One of the biggest changes in the real estate market is the availability of capital after a long dry spell. Money is beginning to flow both to developers who take their properties public via a real estate investment trust (REIT), a sort of mutual fund of properties, and to large homebuilders looking for credit--not necessarily from traditional lenders. Hovnanian took advantage of low interest rates in 1993 to issue $200 million of subordinated debt in 10- and 12-year maturities. "We've shifted our dependence more toward long-term capital and use bank debt more for short-term working capital needs," says Sorsby.
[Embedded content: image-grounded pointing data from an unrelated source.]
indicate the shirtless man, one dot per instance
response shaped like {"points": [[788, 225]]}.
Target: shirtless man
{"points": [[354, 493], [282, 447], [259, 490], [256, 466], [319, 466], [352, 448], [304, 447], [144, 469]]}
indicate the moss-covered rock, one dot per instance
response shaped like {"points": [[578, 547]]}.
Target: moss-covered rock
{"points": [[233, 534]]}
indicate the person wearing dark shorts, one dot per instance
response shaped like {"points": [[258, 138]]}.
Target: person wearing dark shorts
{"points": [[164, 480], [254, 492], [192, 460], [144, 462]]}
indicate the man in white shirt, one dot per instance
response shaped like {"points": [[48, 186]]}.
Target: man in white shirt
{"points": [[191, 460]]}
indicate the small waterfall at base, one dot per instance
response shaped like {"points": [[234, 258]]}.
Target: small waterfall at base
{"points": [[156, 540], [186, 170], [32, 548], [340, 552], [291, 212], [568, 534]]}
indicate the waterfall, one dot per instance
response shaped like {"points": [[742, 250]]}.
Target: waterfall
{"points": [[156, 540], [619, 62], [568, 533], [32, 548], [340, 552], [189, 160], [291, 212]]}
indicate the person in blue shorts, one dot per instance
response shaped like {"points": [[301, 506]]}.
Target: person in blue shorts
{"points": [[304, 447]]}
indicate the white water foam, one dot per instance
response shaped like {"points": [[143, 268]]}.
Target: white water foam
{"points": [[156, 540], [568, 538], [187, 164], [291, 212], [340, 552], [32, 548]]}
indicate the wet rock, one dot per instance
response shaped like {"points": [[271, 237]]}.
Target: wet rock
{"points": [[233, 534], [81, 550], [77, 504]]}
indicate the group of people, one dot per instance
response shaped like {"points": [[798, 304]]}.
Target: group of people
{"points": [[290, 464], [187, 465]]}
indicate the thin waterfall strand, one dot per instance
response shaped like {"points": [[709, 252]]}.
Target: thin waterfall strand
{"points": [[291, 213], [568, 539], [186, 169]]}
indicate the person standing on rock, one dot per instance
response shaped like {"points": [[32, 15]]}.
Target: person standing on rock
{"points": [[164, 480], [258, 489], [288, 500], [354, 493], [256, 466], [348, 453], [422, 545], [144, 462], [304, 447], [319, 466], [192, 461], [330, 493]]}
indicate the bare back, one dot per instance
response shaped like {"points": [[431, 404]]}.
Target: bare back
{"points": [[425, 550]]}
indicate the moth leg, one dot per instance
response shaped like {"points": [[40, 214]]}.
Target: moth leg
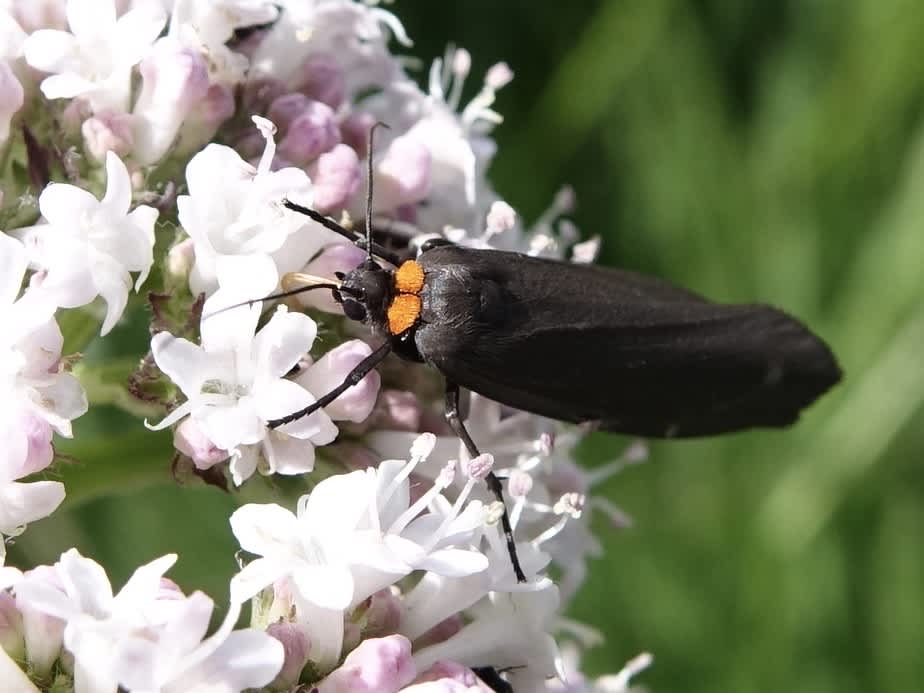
{"points": [[455, 422], [360, 371]]}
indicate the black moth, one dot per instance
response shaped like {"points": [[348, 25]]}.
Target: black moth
{"points": [[578, 343], [625, 352]]}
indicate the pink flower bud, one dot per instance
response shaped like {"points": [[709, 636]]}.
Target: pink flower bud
{"points": [[330, 370], [296, 645], [340, 257], [453, 671], [519, 483], [11, 98], [479, 467], [336, 176], [189, 439], [443, 630], [205, 117], [107, 131], [250, 146], [175, 78], [322, 79], [355, 132], [403, 176], [11, 638], [33, 15], [286, 108], [43, 634], [352, 636], [379, 664], [384, 613], [260, 92], [39, 451], [311, 134]]}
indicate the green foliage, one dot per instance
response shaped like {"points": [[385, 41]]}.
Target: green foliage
{"points": [[753, 151]]}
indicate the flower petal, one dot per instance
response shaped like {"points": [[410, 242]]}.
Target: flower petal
{"points": [[22, 503]]}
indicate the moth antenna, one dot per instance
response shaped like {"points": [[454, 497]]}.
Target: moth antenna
{"points": [[310, 283], [369, 172]]}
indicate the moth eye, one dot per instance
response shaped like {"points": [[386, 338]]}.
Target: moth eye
{"points": [[354, 310]]}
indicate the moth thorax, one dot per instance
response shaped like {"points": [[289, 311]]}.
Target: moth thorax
{"points": [[405, 306]]}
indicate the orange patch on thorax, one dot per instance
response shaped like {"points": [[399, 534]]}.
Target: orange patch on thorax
{"points": [[404, 309]]}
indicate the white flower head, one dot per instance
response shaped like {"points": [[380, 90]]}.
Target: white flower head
{"points": [[234, 208], [145, 637], [89, 246], [94, 59], [39, 396], [352, 536], [234, 382]]}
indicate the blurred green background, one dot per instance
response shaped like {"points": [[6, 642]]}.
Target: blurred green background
{"points": [[750, 150]]}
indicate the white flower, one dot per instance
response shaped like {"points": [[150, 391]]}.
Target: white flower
{"points": [[352, 536], [94, 60], [12, 677], [216, 20], [146, 637], [506, 630], [576, 682], [234, 382], [101, 629], [38, 395], [89, 246], [11, 91], [175, 79], [174, 658], [234, 209], [355, 33]]}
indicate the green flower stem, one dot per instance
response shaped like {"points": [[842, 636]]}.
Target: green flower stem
{"points": [[105, 383]]}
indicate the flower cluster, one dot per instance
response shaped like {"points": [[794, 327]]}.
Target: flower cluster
{"points": [[152, 143]]}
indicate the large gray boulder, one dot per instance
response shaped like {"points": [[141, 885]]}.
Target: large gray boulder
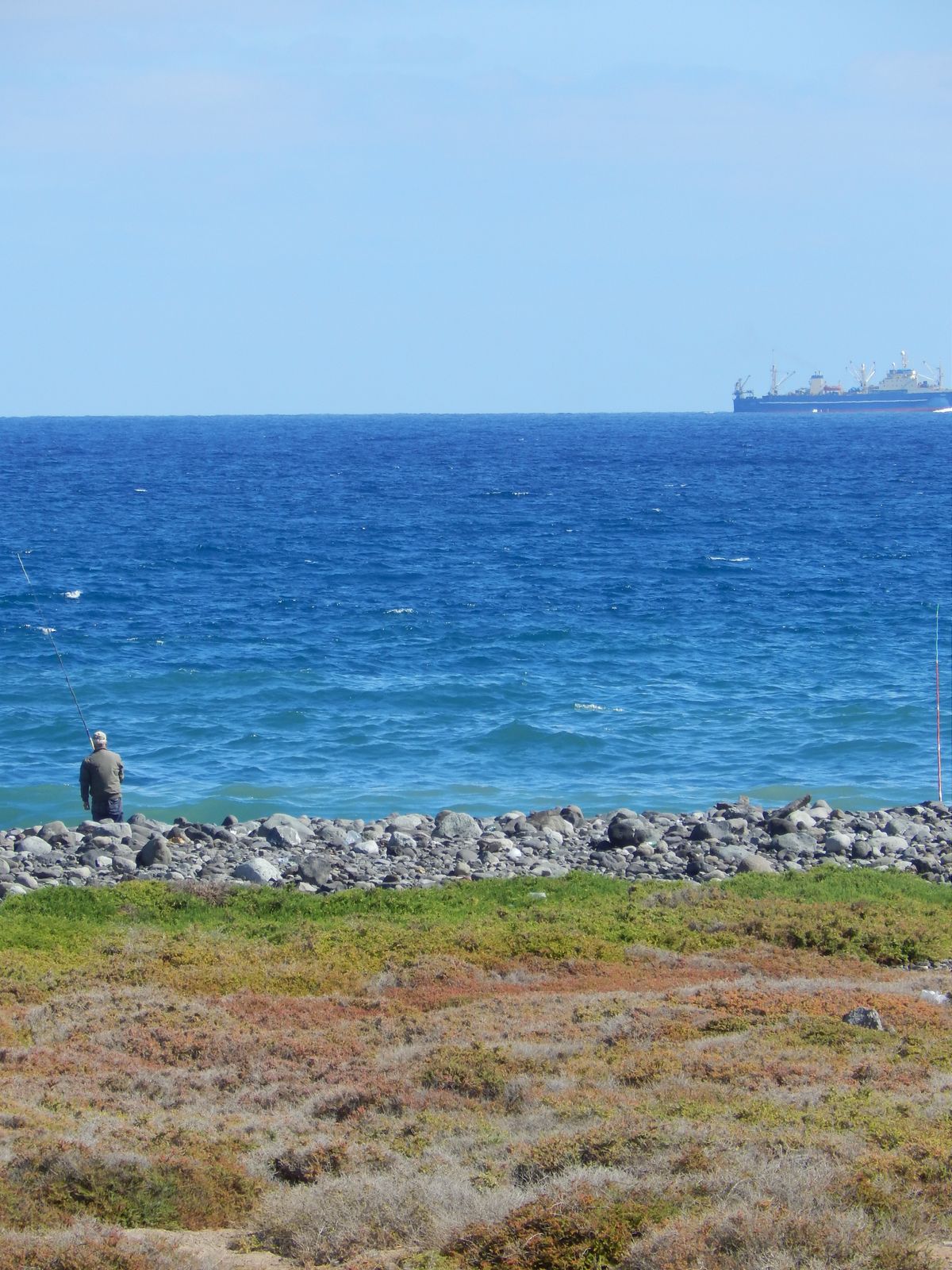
{"points": [[54, 831], [258, 870], [156, 851], [628, 829], [285, 831], [317, 869], [550, 819], [33, 846], [749, 861], [457, 825]]}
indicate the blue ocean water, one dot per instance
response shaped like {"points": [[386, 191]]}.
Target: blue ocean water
{"points": [[347, 616]]}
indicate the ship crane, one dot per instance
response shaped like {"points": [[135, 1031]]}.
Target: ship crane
{"points": [[861, 375], [777, 381]]}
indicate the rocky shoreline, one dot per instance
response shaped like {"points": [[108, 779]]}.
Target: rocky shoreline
{"points": [[413, 850]]}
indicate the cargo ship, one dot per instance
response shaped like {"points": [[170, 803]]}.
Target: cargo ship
{"points": [[901, 389]]}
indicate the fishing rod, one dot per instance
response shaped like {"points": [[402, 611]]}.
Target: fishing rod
{"points": [[48, 633]]}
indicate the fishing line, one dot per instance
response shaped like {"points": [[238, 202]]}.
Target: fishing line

Much of the new capital reflects interest on Wall Street in the fees generated by turning real estate into a more liquid investment with an active secondary market. The sale of securities crafted out of pools of commercial mortgages is one way to do that. A more popular method is to issue stock in a REIT, which holds actual properties. About $10 billion worth of REIT initial public offerings hit the market in 1993. While still a fraction of the real estate market, REITs grew from a market capitalization of $8.7 billion in 1990 to $30 billion in 1993, though a glut of new issues may cool off the market in 1994.

In short, the years of free-fall in real estate values are over. And bit by bit, the foundation is being laid for a solid rebound.